Outro gargalo é a educação. O Estado encontra dificuldades na formação técnica e na qualificação de mão de obra. Especialistas afirmam que, sem mão de obra qualificada, o RN atrai apenas setores de baixo valor agregado, reforçando a dependência de comércio e serviços, e que é preciso alinhar educação profissional com vocações produtivas regionais.
O papel da FIERN e propostas em discussão
A FIERN tem buscado liderar uma agenda de modernização. Em abril de 2024, a entidade entregou ao governo estadual uma Agenda Propositiva que conta com um módulo regulatório com uma série de propostas de normas e legislações para a melhoria do ambiente de negócios do Estado. Nela, estava contida a proposta de Lei de Política Industrial; e também uma proposta de revisão de Lei Complementar 272/2004, que é a Lei Ambiental do Estado – o licenciamento ambiental é um dos pontos vitais para melhoria do ambiente de negócios, da segurança jurídica. “Defendemos, nesse ponto, maior autonomia para o órgão ambiental do Estado e descentralização para que os municípios possam ser responsáveis pelo licenciamento dos empreendimentos de menor porte”, afirma o presidente.
A FIERN entregou, ainda, uma proposta de recuperação de débitos da dívida ativa do Estado (transação tributária), já aprovada pela Assembleia Legislativa, contribuindo para a recuperação fiscal do Estado. Além disso, a Federação desenvolveu uma minuta da Lei das Parcerias Público Privadas, construída em diálogo com a Assembleia Legislativa, para criar outra opção para a atração de investimentos. “Todas essas sugestões do módulo regulatório estão em andamento, não na velocidade que gostaríamos, mas estão caminhando”, completa Roberto.
Serquiz acredita que a combinação dessas medidas pode abrir espaço para um novo ciclo de crescimento: “Está tudo diagnosticado. Agora é preciso ação. Ou fazemos uma reforma administrativa ampla, com pacto entre os poderes, ou vamos continuar remando contra a maré”, afirma.
Apesar da estagnação, RN tem potencial produtivo para se desenvolver
Mesmo com o cenário de estagnação, o RN possui setores capazes de puxar a diversificação produtiva. A indústria de transformação, praticamente esquecida nas últimas décadas, está no radar da FIERN.
Áreas como confecções, alimentos, móveis, indústria gráfica e cadeia do leite já dão sinais de vitalidade.

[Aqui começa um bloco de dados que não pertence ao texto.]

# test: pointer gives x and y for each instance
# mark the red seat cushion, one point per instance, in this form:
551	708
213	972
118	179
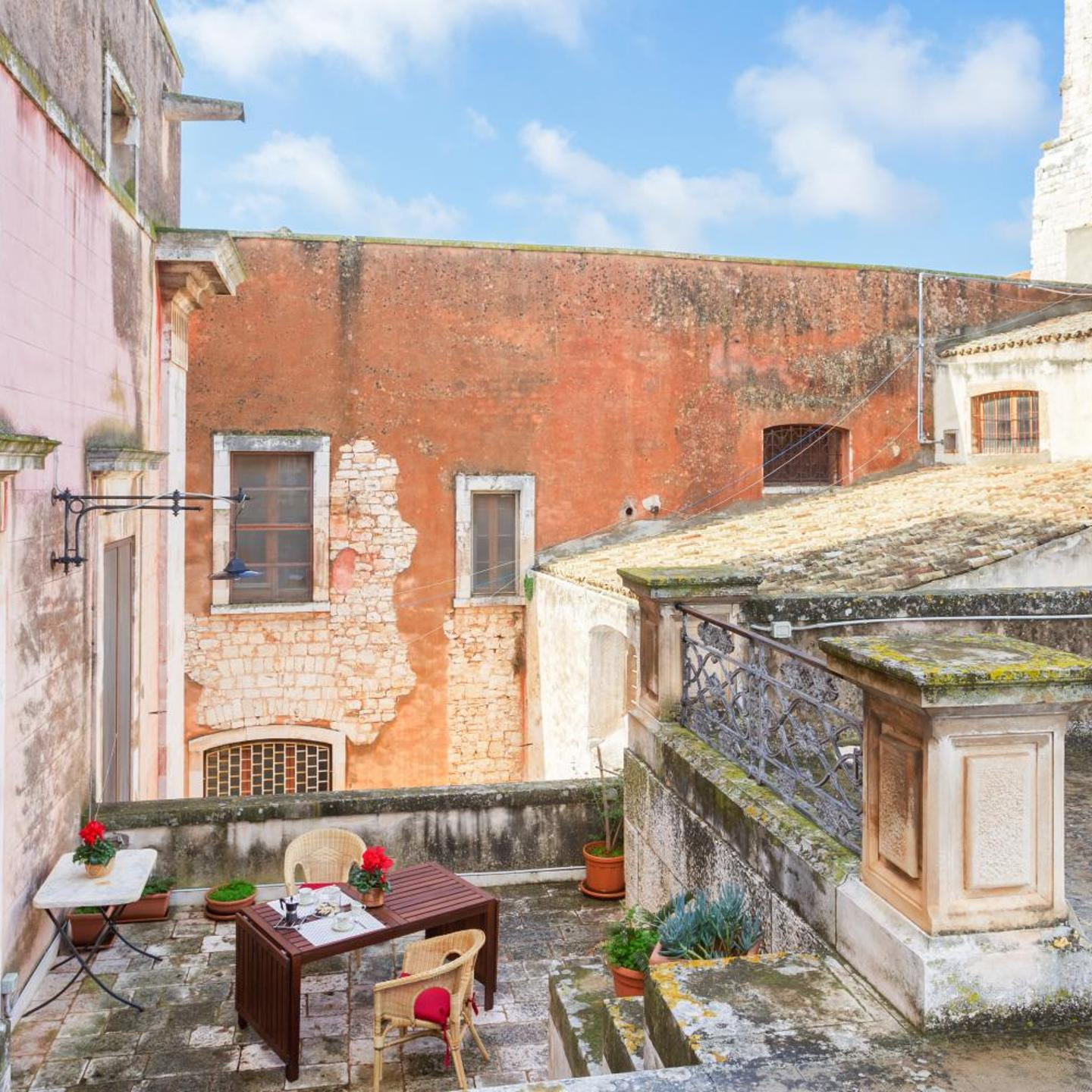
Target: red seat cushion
434	1005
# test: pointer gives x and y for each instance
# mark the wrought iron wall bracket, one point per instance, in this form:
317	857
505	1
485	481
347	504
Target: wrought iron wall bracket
77	506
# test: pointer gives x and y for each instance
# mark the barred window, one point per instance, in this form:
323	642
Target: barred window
802	454
1005	423
268	767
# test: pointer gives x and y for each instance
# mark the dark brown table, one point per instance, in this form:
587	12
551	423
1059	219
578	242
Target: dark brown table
268	961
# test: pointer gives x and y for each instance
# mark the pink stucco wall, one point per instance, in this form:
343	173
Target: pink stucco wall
79	362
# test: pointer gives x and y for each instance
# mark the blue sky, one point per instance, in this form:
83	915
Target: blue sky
850	131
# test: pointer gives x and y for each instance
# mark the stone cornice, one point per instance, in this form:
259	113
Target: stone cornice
19	452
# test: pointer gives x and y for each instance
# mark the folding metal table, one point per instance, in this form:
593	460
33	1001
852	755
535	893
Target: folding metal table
69	886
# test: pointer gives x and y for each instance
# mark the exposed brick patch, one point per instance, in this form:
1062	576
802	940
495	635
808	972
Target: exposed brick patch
485	694
347	669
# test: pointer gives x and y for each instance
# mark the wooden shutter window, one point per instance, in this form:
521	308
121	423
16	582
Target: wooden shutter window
275	532
495	554
1005	423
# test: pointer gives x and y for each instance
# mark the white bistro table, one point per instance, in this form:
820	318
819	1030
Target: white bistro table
69	886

No setor de energias renováveis, onde o Estado é líder nacional em eólica, há espaço para avançar para a indústria de equipamentos e componentes, agregando valor à produção.
“Nós temos diversas regiões, cada uma com seu potencial. Por isso que estamos chamando a atenção para o potencial de indústria de transformação, que foi esquecida por algum tempo. Aqui no RN temos um potencial e a FIERN está com projetos de fomento, de incentivo ao desenvolvimento da indústria de transformação – como é o caso do programa de Meritocracia Sindical, de incentivo ao crescimento sindical e à ação dos sindicatos”.
O Rio Grande do Norte vive uma encruzilhada. Ou rompe a inércia de duas décadas de crescimento modesto e avança em reformas estruturais, ou continuará perdendo espaço para vizinhos mais dinâmicos.
Para Roberto Serquiz, o recado é claro: “O RN depende dos seus ativos naturais, mas isso não basta. Precisamos de capacidade de investimento, ambiente de negócios favorável e política industrial para transformar riquezas em desenvolvimento.”
Enquanto isso, empresários e especialistas alertam: sem reformas urgentes em logística, educação e gestão fiscal, o Estado corre o risco de consolidar uma condição de estagnação econômica estrutural, com baixa competitividade e perda de oportunidades no Nordeste em transformação.